Senate debates

Thursday, 25 September 2014

Bills

National Security Legislation Amendment Bill (No. 1) 2014; Third Reading

9:20 pm

Photo of Scott LudlamScott Ludlam (WA, Australian Greens) Share this | Hansard source

I recognise that the hour is late so I will not seek to detain the chamber for long but I want to put some final comments on the record. What we have seen tonight, I think, is an exercise in politics that in some form is actually hundreds of years old. I will explain what I mean by that, but I want to thank my crossbench colleagues from across the political spectrum for providing the only opposition that Australia has tonight. What Senator Brandis proudly summed up as bipartisanship, I would characterise as an absence of critique and opposition at a time when this country desperately needs it.

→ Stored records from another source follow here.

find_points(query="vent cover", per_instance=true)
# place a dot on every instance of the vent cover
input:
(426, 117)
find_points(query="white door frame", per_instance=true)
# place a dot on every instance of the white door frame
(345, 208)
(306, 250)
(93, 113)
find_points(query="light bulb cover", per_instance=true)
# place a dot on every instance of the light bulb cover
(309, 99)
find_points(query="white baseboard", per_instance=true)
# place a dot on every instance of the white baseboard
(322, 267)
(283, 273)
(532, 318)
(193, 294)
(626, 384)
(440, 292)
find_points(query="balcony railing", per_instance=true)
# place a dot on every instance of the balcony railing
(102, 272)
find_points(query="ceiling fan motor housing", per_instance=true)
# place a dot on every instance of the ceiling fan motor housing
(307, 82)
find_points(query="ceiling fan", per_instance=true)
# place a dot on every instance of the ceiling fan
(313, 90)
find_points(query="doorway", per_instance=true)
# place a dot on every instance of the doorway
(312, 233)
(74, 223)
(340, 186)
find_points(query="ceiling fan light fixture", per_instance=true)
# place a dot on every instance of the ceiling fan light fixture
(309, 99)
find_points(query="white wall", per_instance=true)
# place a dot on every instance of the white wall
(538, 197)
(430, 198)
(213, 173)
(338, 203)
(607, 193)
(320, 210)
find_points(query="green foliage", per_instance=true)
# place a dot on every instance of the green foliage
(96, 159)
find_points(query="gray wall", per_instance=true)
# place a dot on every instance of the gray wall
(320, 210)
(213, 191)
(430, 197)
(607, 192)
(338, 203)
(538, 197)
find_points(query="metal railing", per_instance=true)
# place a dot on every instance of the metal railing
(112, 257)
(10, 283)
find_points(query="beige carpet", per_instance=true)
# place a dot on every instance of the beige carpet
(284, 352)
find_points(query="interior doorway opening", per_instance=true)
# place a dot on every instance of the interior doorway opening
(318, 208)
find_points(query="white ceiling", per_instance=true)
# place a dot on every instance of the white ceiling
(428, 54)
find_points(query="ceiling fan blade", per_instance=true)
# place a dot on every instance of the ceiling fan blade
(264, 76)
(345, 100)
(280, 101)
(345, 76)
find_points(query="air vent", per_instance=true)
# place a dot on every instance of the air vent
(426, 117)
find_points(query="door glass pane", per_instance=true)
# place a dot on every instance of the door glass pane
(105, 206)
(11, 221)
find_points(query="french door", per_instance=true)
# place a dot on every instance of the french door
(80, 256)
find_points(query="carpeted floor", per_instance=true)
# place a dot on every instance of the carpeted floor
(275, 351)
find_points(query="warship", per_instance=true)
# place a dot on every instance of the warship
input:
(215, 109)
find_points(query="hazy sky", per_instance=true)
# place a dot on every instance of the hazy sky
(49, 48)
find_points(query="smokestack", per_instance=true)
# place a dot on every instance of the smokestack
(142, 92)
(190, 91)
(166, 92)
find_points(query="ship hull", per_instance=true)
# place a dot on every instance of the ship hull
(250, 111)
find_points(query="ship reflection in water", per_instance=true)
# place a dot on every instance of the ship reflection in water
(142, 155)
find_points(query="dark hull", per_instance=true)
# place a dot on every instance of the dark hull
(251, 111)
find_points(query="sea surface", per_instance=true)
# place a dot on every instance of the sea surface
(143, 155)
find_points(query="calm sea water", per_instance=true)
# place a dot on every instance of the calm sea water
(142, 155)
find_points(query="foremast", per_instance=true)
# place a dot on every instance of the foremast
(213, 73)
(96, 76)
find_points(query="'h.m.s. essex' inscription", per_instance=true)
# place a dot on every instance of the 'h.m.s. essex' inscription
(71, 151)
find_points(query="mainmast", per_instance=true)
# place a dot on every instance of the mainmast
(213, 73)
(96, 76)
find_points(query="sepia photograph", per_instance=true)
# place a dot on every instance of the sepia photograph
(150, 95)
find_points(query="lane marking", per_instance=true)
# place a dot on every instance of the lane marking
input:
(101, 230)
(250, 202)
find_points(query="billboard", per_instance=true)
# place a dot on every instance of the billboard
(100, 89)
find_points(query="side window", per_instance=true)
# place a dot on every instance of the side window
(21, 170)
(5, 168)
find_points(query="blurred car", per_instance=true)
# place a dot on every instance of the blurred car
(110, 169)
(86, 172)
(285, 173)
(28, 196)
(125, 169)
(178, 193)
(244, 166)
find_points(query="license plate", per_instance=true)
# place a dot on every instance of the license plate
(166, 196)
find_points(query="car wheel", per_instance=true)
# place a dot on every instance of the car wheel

The Australian Greens will not be voting for this bill, recognising that this is the first in a series of expansions of powers of our covert intelligence agencies, expansion of policing powers. I simply do not believe in and cannot in good conscience vote, particularly in the climate that we are in, for continued relentless expansions of powers for these agencies at a time when the only person who the Australian government had established—the office, obviously, now having lapsed—to investigate whether the laws that we already have are necessary and proportionate has said in many cases that in fact they are not. Instead of taking that advice in a calm and measured way, the government is in fact doubling down and digging us in deeper. As I say, this is politics hundreds of years old. What I mean by that is a quote that resonates for me, from Ben Franklin, who said, 'Those who surrender freedom for security will not have nor do they deserve either one.' I think that is the process that we are engaged in tonight.